This challenge was part of the 2022 US Cyber Open. I played the 2023 game this year and decided to go back and look at some of last year’s challenges. I found one that caught my eye and it looked like a problem for z3. This was perfect because I have been looking for some more introductory challenges requiring z3 so I could get some practice with it.

Radiation Leak

Description

For the past month, your keylogger has been successfully stealing the passcodes for this admin portal (https://metaproblems.com/6f5fa97da7de2648c1531316ebe26954/portal/) for a shady mining company, but they’ve finally managed to remove your access. They change the code daily. Can you figure out a way to log in now?

Here are the codes (https://metaproblems.com/6f5fa97da7de2648c1531316ebe26954/leaked_tokens.txt) for the previous 30 days and the script they use to generate them (https://metaproblems.com/6f5fa97da7de2648c1531316ebe26954/token_generator.py)

Solution

Problem Analysis

First we check out the admin portal.

Since they mention we get a previous list of codes I decided not to look into the captcha. Next we download the previous 30 days of codes and the code generation script. I took a peak at the codes to get a sense of format. We can see that each code is a set of 6 words seperated by a dash. Now we can dive into the generation script. First the random library is imported. The uses it to initialize a 64 byte random seed. The script also defines a bit mask of 64 1’s. The state_1 variable is set to a random 64-bit value and state_2 gets set using the previous values as defined in this line:

state_2 = (state_1 + random.getrandbits(64)) & mask

The next bit of code here:

with open("bip39.txt") as f:
    bip = [i for i in f.read().split("\n") if i]

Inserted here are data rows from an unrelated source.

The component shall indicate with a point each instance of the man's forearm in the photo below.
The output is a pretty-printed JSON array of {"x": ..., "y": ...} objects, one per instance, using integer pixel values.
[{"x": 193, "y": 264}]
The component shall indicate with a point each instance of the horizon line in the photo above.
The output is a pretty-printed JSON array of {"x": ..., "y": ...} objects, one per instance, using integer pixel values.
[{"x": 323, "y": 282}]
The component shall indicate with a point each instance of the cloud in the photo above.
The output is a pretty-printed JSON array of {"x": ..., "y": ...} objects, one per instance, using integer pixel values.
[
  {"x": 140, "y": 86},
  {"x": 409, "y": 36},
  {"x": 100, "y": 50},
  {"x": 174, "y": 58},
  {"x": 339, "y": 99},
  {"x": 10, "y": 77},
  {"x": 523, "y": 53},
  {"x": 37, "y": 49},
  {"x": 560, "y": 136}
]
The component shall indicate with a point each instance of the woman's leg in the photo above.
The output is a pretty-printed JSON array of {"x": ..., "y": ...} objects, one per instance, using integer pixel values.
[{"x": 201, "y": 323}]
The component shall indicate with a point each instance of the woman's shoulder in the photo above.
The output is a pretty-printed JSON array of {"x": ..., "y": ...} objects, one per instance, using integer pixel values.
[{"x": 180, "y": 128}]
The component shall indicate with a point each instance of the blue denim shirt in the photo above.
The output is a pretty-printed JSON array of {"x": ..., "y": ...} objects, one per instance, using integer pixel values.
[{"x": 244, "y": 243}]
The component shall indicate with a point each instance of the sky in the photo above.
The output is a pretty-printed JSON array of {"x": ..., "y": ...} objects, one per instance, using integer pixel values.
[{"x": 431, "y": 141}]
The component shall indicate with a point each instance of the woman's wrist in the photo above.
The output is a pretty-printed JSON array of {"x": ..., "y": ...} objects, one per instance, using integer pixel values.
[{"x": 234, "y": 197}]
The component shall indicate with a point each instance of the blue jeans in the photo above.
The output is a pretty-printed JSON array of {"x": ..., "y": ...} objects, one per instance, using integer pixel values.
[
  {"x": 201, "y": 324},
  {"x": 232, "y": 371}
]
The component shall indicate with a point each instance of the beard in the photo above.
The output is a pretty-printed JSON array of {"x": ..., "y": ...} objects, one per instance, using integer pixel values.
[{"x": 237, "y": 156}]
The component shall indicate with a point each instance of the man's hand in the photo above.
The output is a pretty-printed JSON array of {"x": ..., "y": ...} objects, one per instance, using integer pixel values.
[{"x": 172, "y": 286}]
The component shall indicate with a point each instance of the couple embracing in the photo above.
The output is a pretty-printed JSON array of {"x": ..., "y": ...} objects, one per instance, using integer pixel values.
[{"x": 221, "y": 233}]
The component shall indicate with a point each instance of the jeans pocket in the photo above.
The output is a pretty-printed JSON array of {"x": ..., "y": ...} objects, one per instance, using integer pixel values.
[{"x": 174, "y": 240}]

defines a list bip that opens the file bip39.txt and splits the entries by newline and saves each line as an entry in the list. This is the first little roadblock, as we are not provided with this file. I decided to google bip39 word list and this yielded good results. I realized that the codes were meant to be like the bitcoin recovery phrases. I’m suprised I didn’t remember that from the filename as I have done a few challenges using bip39 in the past. One of the gogle results says The Bitcoin Improvement Proposal 39 wordlist (or 'BIP39' for short) is a standardized set of words for the recovery and backup of a bitcoin or cryptocurrency wallet. So after poking around a few websites, I found the file on github here. The generate_token() function looked pretty meaty, so looked at the convert_to_string() function next. It takes in an integer parameter called token. It takes the last 11 bits of the token and saves it to a list. It continues this process taking 11 bits at a time a total of 6 times. Each of these 11 bit chunks is used as an index for the bip39 wordlist and combines them with a dash creating the passphrase. Essentially, this function just takes a large number and uses an algorithm to generate a passphrase from it. In other words, if we get the number, we get the passpharse. Ok, so the script uses the generate_token() function to get theses large numbers and it turens those into passphrases. Time to look at the generate_token() function.

def generate_token():
    global seed, state_1, state_2, mask
    result = seed & mask
    seed >>= 64
    inc = ((result * state_1 + state_2) ^ seed) & mask
    seed |= inc << (7 * 64)
    return result

This function takes the last 64 bits of the seed and saves it to result. Those 64 bits are then removed from the seed. Then the inc variable is defined as a mathematical combination of result, seed, mask, and the two state variables. Then seed is updated using inc. Finally result is returned from the function. Ok so what we have on a high level is two variables holding a “state” which in this case is a 64-bit value, and a seed which gets updated using the states. There are a few important things to note at this point. First off, the states are never updated. They are defined once a the beginning of the script but stay static from that point forward. The next thing is that the “tokens” that are turned into passphrases are just the last 64 bits of the value stored in seed which gets updated each time based on the state variables. Finally we need to note what we know and what we don’t. We are given the first 30 passphrases that are generated. Since each passphrase is associated with the result gotten from a call to generate_token(), we are given the first 30 “results”. Recall that result is always the last 64 bits of the seed. Essentially, seed starts completely random, but each of the first 30 times a passphrase is generated, bits of the state_1 and state_2 variables are incorperated into the new seed value, and a part of that value gets leaked to us in the form of a passphrase. This leaves us with a general gameplan. First, turn the leaked passphrases back into the number they are associated with. Next, we need to use these leaks to figure out what state variables could’ve led to such leaks. Finally, once we recover the state variables and initial seed, we can simply use the existing code to generate what the next passphrase would be and use it to login to the admin panel.

Step 1

First at the top of my script I loaded the wordlist into a python list with the same method seen in the challenge script.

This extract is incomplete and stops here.